Lead author Min Ni, PhD, and colleagues shared their experience with DNA sequencing and metabolomics in diagnosing the underlying genetic cause of disease in an 8-year-old girl with abnormal development, seizures, and lactic acidemia (Cell Rep, Vol. 27:5, pp. 1376-1386).
These symptoms occur with many inborn errors of metabolism (IEMs) and didn't suggest a specific defect, but with metabolomics and whole exome sequencing, the researchers identified lipoyltransferase-1 (LIPT1) mutations as the underlying cause of the patient's symptoms.
About one-fourth of hospital admissions of children are related to genetic diseases, including inborn errors of metabolism, which cause problems in metabolizing sugars, proteins, and fats in food, the researchers noted.
Inborn errors of metabolism are detected through simple blood and urine tests, and testing in newborn screening programs is feasible. But given that more than 400 IEMs have been described and several thousand genes are involved in metabolism, making the exact diagnosis is a big challenge.
Metabolomics enables the detection of hundreds of small chemical compounds in the blood. In fact, compared with conventional metabolic screening, the use of untargeted metabolomic profiling enabled the researchers to detect 20 times as many metabolites in the blood, UT Southwestern said in a statement.

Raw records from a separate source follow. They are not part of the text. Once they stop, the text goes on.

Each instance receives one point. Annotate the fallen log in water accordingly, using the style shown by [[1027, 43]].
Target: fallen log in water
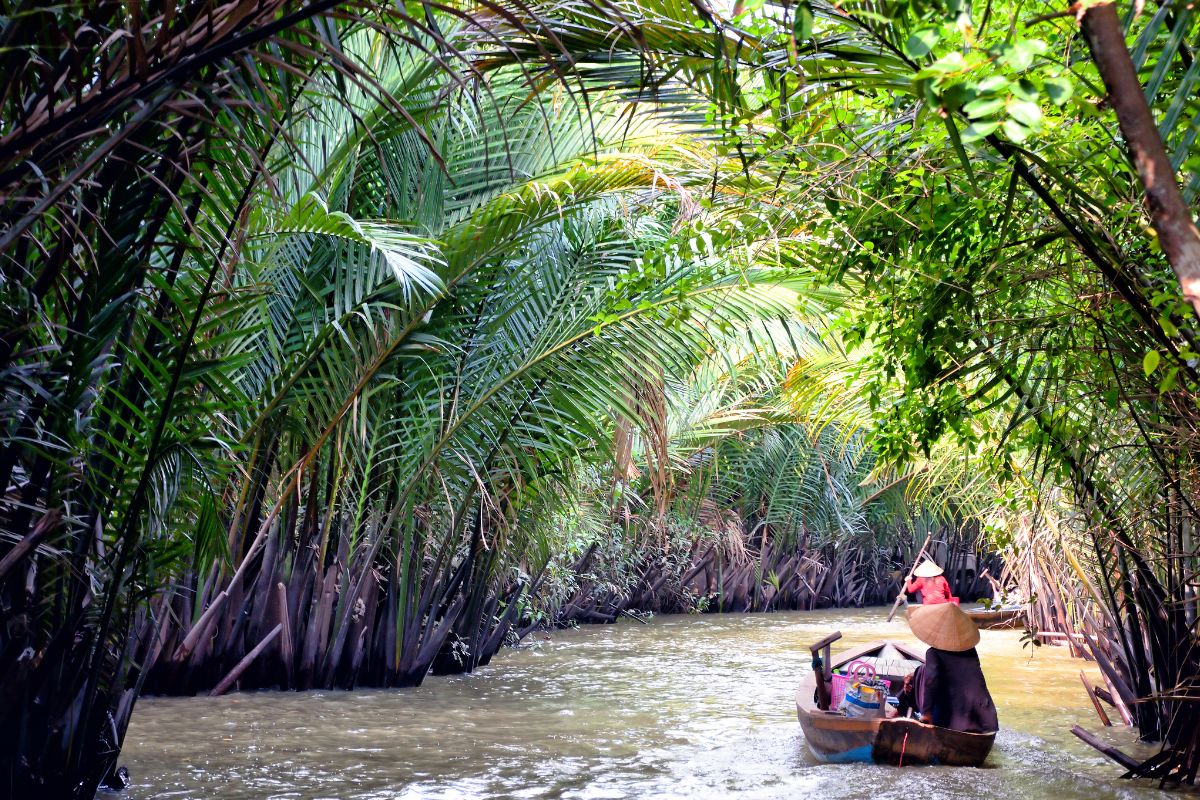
[[1121, 758]]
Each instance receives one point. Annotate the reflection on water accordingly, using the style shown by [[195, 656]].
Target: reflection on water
[[685, 707]]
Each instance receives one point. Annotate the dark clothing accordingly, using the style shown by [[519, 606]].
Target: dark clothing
[[952, 692], [907, 701]]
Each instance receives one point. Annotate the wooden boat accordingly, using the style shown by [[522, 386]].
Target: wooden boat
[[996, 618], [837, 738]]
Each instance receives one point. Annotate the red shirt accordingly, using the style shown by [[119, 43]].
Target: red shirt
[[933, 590]]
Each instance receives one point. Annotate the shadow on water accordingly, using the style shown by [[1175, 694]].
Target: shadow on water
[[685, 707]]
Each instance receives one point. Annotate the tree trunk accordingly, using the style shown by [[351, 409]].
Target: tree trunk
[[1169, 214]]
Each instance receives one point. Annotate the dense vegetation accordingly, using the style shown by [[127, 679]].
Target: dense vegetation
[[341, 338]]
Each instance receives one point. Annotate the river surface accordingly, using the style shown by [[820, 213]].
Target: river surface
[[684, 707]]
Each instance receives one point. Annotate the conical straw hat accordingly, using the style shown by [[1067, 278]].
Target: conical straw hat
[[928, 570], [943, 626]]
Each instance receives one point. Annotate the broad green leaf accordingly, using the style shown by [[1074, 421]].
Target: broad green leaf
[[1150, 362]]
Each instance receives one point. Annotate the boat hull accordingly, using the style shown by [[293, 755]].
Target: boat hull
[[839, 739]]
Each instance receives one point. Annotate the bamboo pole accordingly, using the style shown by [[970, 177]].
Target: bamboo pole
[[235, 673]]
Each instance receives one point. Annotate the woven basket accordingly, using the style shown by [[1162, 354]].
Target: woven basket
[[856, 671]]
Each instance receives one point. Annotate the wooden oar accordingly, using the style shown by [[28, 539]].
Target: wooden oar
[[915, 564]]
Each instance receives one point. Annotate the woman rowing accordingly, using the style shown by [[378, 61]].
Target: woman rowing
[[929, 581], [951, 687]]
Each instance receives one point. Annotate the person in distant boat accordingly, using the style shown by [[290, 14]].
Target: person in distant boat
[[931, 584], [951, 689]]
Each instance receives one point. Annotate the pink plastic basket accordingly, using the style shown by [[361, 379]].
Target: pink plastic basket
[[855, 671]]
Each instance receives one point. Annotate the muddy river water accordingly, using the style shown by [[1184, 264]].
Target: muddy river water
[[684, 707]]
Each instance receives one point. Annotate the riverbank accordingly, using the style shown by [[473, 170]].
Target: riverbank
[[684, 707]]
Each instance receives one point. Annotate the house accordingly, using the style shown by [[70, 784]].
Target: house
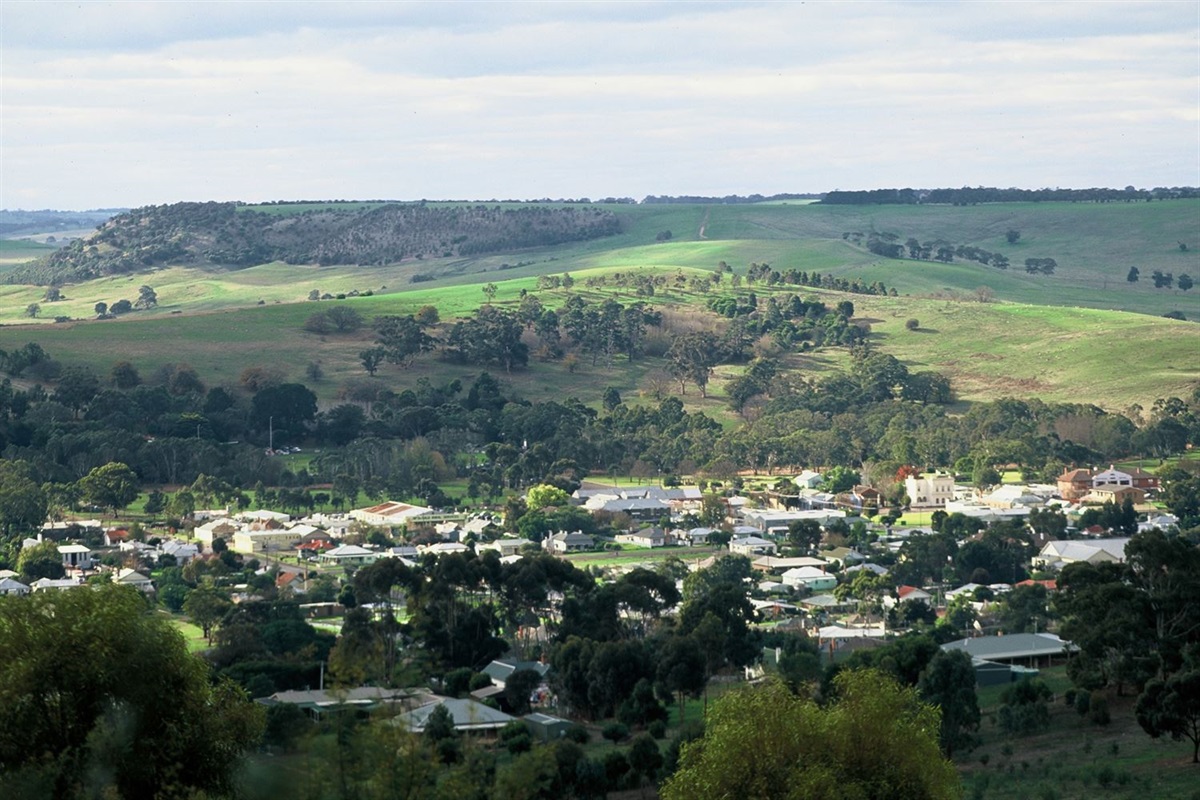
[[905, 594], [263, 541], [1074, 483], [505, 546], [809, 480], [545, 727], [47, 584], [1012, 497], [501, 669], [861, 498], [348, 554], [76, 557], [773, 521], [564, 542], [359, 698], [810, 577], [929, 489], [183, 552], [115, 536], [390, 513], [774, 564], [751, 546], [468, 715], [1031, 648], [133, 578], [1114, 493], [645, 537], [13, 587], [1059, 553]]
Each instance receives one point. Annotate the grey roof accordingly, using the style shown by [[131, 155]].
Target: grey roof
[[358, 696], [1014, 645], [501, 669], [467, 715]]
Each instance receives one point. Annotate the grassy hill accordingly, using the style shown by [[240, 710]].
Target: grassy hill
[[1111, 359], [1055, 336]]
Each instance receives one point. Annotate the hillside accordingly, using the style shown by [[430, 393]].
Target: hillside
[[231, 235], [988, 350]]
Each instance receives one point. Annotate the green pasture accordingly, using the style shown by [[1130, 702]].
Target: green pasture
[[1111, 359], [1075, 757]]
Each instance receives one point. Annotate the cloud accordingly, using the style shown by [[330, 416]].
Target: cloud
[[133, 103]]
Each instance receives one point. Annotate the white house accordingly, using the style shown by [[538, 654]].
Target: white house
[[809, 577], [390, 513], [929, 489], [751, 546]]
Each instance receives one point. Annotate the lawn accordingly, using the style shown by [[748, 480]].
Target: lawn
[[1074, 757]]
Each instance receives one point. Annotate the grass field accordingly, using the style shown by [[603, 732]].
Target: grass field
[[1075, 758], [1110, 359]]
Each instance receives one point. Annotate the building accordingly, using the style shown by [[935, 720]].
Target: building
[[929, 489], [563, 542], [1059, 553], [751, 546], [810, 577], [390, 513], [1033, 649]]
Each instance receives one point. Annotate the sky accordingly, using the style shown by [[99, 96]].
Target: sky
[[106, 104]]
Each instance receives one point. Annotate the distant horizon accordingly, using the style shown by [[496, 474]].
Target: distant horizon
[[582, 198], [126, 104]]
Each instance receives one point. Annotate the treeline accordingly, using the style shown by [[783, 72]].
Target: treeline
[[969, 196], [231, 235], [729, 199]]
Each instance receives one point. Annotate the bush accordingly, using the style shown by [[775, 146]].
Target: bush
[[615, 732], [1099, 709]]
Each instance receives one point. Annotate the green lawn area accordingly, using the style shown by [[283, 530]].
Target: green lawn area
[[192, 633], [1077, 758]]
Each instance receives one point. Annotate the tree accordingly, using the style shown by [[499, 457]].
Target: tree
[[691, 358], [948, 683], [23, 503], [371, 359], [76, 723], [1173, 707], [205, 606], [877, 740], [147, 298], [41, 561], [124, 376], [112, 486], [288, 408]]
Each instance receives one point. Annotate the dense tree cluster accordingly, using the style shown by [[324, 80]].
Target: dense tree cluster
[[228, 234]]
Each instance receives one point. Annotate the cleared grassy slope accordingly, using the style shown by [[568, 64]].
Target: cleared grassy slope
[[1111, 359]]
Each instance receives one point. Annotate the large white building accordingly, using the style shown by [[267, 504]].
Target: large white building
[[929, 489], [390, 513]]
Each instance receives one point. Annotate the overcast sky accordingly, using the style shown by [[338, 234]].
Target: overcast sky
[[135, 103]]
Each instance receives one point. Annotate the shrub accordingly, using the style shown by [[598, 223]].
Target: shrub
[[1099, 709], [615, 732]]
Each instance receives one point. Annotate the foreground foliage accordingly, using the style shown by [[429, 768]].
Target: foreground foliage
[[875, 740], [100, 697]]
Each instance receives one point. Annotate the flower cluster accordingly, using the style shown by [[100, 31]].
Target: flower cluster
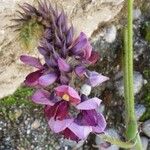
[[68, 110]]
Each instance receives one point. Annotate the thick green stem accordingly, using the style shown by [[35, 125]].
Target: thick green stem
[[131, 122]]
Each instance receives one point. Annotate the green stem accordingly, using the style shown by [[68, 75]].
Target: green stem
[[131, 122], [115, 141]]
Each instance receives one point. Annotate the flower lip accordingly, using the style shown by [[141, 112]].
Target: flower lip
[[32, 61], [74, 97]]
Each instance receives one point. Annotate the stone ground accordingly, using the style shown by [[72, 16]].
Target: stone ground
[[22, 124]]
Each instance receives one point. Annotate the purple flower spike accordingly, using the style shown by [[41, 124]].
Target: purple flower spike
[[66, 60], [82, 47], [95, 79], [80, 70], [63, 66], [42, 97], [47, 79], [94, 57], [92, 103], [32, 61]]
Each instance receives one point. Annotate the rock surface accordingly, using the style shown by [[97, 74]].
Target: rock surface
[[86, 15], [146, 128]]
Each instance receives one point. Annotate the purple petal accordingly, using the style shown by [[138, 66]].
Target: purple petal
[[47, 79], [70, 135], [59, 111], [42, 97], [80, 70], [51, 61], [70, 33], [94, 57], [32, 78], [59, 125], [32, 61], [74, 97], [101, 124], [64, 79], [42, 51], [63, 66], [92, 103], [79, 44], [95, 79], [87, 51], [80, 131]]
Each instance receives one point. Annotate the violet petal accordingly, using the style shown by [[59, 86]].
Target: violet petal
[[59, 125], [42, 97], [101, 124], [95, 79], [80, 131], [80, 70], [73, 95], [48, 79], [92, 103], [32, 78], [32, 61], [63, 66]]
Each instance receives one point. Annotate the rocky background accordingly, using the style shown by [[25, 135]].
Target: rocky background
[[22, 125]]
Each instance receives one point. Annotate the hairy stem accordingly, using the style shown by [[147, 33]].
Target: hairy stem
[[131, 122]]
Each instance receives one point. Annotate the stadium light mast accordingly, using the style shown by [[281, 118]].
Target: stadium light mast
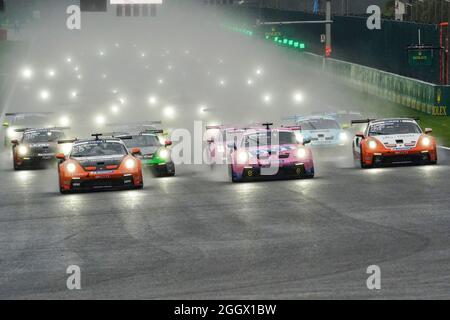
[[328, 48], [327, 22]]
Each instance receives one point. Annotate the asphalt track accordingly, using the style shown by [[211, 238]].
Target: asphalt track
[[199, 236]]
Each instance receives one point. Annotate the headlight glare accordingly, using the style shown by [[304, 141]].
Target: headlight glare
[[164, 154], [11, 133], [301, 153], [22, 150], [66, 148], [71, 168], [242, 157], [372, 144], [130, 164], [426, 141]]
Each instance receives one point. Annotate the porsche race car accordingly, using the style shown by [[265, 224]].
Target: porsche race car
[[393, 141], [322, 130], [37, 147], [155, 152], [14, 122], [99, 163], [267, 152]]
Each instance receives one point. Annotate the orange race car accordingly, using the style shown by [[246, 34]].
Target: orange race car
[[99, 163], [393, 141]]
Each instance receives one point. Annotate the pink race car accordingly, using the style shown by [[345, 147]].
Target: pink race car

"Many IEMs are treatable if the underlying metabolic anomaly is known," Ni and colleagues wrote in Cell Reports. "Accurate counseling and treatment require identifying the mode of inheritance, ideally by pinpointing the mutant gene."
In the case of LIPT1 deficiency, there is no definitive treatment available, but the researchers suggested it is helpful to know the underlying cause of disease and provide genetic counseling.
Also, because other cases have been reported, it may be possible to assess the disease and predict outcomes, they added.
"We believe the disorder is underdiagnosed based on the high frequency of unexplained syndromes involving lactic acidosis," Ni et al concluded.